Seem to have solved it but iff I take one block only.i.e single block containing all elements.

The reduction example you copied from assumes equal numbers of threads and data which must be powers of two.

The actual failure is you’re reading past the end of your data when the blocksize isn’t a power of two.

So for example when blocksize is 5, look at the for loop when s=1.

For the fifth and last thread, tid=4, starts reading data at sdata[4+1], which is outside your data array.

Sure it may work sometimes, but by reading undefined memory you’re in for undefined results.

It can be modified to work with something like

if (tid % (2*s) == 0 && tid+s<blockDim.x)


			sdata[tid] += sdata[tid + s];


Notice we just check for going to far and avoid the reference when we do.

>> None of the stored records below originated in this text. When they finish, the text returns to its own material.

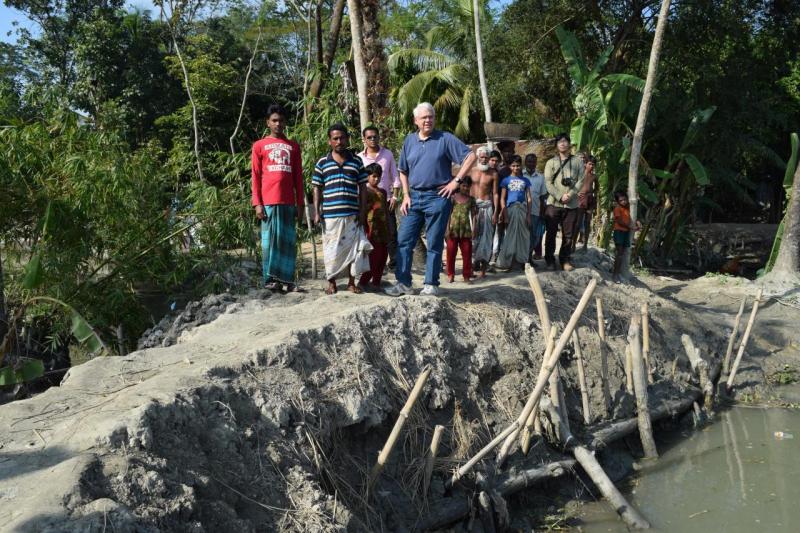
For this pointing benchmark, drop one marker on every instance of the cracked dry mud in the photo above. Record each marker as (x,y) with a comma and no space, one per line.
(270,416)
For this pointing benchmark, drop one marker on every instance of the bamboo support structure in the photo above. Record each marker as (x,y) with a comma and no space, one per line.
(533,424)
(448,510)
(640,388)
(726,365)
(700,367)
(431,460)
(398,425)
(628,369)
(587,460)
(587,417)
(601,332)
(745,338)
(646,342)
(536,394)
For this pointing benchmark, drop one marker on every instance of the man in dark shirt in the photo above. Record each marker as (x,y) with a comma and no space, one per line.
(339,182)
(425,166)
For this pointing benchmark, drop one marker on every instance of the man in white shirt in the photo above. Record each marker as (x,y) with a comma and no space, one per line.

Of course this is not the best reduction strategy at all, but you’re studying that great tutorial and that’s a great reason to ask questions, even quick ones like this.

Will try your strategy. I understood that there is some out of bonds referencing. How I solved my problem was to allocate shared memory equal to number of elements being processed.
that is I did: reduce0<<<numBlocks, blockSize, N * sizeof(float) >>>

I did not take care of power of two concept here.

But again, as I said, if I have 15 elements instead of 16 and take block size as 8 then there are two blocks. Each block is computing the sum correctly on elements falling in its range.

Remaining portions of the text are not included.